In Ayurveda rather than wait until a disease has manifested in our bodies we try to catch imbalances before they develop, making Ayurveda a preventative medical science. To be out of balance can mean anything from having from bloating or gas, to feeling a lack of energy or luster for life, all the way to having physical symptoms (dis-ease). Ayurveda treats and looks at all dis-eases of the body and mind in the same way, as an imbalance of one of three Dosha's: Pitta, Kapha, or Vata. Ayurveda works with the belief that the mind, body and spirit are intrinsically connected; and it all begins and ends with a healthy Agni (digestive fire).

In Ayurveda it is said that all diseases are caused by an imbalance in our digestion, which is being backed more and more up by Western medical science by the day. However, Ayurveda believes that rather than eating other people's healthy probiotics (digestive enzymes) via a tablet or drink - we can instead bring our bodies environment back into it's natural state of balance so that it can produce it's own bacteria and continue to support the other systems within our bodies in the way it has been programmed to do for thousands of years.

The three energies in Ayurveda are known as Pitta (Fire and Water), Vata (Air and Space), and Kapha (Earth and Water). These three energies exist in every living thing and are much more complex than some might think. Our bodies are predominantly made out of these energies, we all have all three energies or dosha's within our constitution's in varying amounts. Some of us might be suffering with an imbalance in our Vata, Kapha, or Pitta; and sometimes all three. We can recognise which dosha's are out of balance by looking at our imbalances, both emotional and physical and bring ourselves back into balance by using the correct herbs and making informed lifestyle choices.

Ayurveda believes that like increases like so if we are suffering from a Pitta imbalance (excess of Fire and Water), eating Pitta foods, drinking Pitta aggravating drinks or living a very Pitta lifestyle the fire in our system will only increase and cause emotional and physical disturbances. Psychologically, imbalanced Pitta causes strong emotions such as hate, anger and forcefulness, Pitta-type depression, and much more. Physically, aggravated Pitta can manifest in the body as migranes, infections, increased body temperature, irritation of eyes, uncontrollable feelings of desire, jealousy or rage.

Vata (Air and Space), however, is dry, cold and always moving. Vata manifests psychologically as anxiety, fear, lack of focus, inability to stop thoughts and worries, excessive desire to run or do heavily cardio-based exercises, eating raw/cold food, suffering Vata-type depression and more. Physically, Vata manifests in the body as dryness, cracking joints, cold hands and feet, inability to keep warm, lack of appetite, shortness of breath, panic attacks etc.

Kapha (Earth and Water) is heavy, sticky and cold in nature like Vata. Imbalanced Kapha can result in feeling stagnant in our lives or our bodies, lack of desire/energy for anything, excessive sleeping and eating sweet foods, Kapha-type depression, feelings of lonliness and isolation and many more.
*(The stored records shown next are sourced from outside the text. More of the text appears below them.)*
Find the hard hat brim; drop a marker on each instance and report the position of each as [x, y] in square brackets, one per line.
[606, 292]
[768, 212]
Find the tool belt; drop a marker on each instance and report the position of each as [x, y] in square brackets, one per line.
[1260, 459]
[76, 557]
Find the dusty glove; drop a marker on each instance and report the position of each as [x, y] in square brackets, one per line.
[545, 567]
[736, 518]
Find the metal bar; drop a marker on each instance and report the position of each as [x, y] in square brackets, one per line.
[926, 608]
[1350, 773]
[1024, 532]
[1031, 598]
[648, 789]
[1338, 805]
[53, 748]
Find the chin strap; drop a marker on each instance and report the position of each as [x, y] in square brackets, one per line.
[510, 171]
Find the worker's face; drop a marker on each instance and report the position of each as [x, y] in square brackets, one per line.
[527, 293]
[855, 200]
Physically Kapha shows up in our bodies as phelgm and mucous, weight gain, weight related issues such as diabetes, sinus issues, chest issues, high blood pressure, recurring chest infections etc.

Balancing the body by recognising when our dosha's are out of balance and practicing a lifestyle that can counterbalance this. For example, a heavy Kapha imbalance could perhaps benefit from eating a more Pitta (heating) diet, and practicing Pitta-style exercises to bring their inner fire up and balance their constitution. It is always advised to book an appointment with an Ayurvedic Doctor/Practitioner for the best results.